The encoder and decoder are key components of the Transformer model architecture. The encoder is made up of a stack of six identical layers, each with two sub-layers. The first sub-layer is a multi-head self-attention mechanism, and the second is a simple, position-wise fully connected feed-forward network. Residual connections are employed around each of the two sub-layers, followed by layer normalization. 

The decoder, like the encoder, is composed of a stack of six identical layers. However, in addition to the two sub-layers in each encoder layer, the decoder inserts a third sub-layer, which performs multi-head attention over the output of the encoder stack. Residual connections are also used around each of the sub-layers in the decoder, followed by layer normalization. The self-attention sub-layer in the decoder stack is modified to prevent positions from attending to subsequent positions, ensuring that the predictions for a given position can depend only on the known outputs at p

In [50]:
query = "If I want to generate document embeddings, then which type of Transformer Architecture I must choose?"
print(query_engine.query(query).response)

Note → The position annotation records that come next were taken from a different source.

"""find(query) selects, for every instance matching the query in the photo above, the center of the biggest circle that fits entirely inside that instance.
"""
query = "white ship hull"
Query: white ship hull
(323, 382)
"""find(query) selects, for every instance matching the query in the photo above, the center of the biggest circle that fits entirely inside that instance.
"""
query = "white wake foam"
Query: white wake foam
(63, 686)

The Transformer architecture you should choose for generating document embeddings is the Encoder part of the Transformer model. The encoder maps an input sequence of symbol representations to a sequence of continuous representations, which can be used as document embeddings. It is composed of a stack of identical layers, each with two sub-layers: a multi-head self-attention mechanism and a position-wise fully connected feed-forward network.


In [51]:
query = """If I want to generate document embeddings, 
then which type of Transformer Architecture I must choose among Encoders, Decoders or Encoder-Decorder?"""

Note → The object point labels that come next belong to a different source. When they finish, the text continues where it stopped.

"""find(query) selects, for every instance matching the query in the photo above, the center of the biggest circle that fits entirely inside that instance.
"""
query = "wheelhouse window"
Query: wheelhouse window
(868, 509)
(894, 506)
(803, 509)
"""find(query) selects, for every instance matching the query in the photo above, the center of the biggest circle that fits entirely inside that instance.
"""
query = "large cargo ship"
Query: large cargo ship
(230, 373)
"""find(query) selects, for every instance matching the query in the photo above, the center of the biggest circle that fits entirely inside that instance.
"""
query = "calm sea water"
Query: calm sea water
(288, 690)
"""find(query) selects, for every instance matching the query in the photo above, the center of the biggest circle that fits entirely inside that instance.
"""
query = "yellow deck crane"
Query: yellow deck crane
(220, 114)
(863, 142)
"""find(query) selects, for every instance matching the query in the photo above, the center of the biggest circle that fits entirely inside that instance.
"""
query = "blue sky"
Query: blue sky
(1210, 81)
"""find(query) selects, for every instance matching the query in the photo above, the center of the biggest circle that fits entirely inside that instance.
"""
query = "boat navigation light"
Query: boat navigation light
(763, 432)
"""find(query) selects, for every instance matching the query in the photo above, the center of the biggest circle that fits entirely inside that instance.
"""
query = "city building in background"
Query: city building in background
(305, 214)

print(query_engine.query(query).response)

To generate document embeddings, you should choose the Encoder part of the Transformer Architecture. The Encoder maps an input sequence of symbol representations to a sequence of continuous representations, which can be used as document embeddings.


By following these steps, we have created a fully functional end-to-end RAG pipeline. This pipeline can ingest documents, index them, and answer natural language queries using a powerful combination of LlamaIndex and OpenAI's models. This demonstrates the practical application of RAG systems in extracting and synthesizing information from large datasets.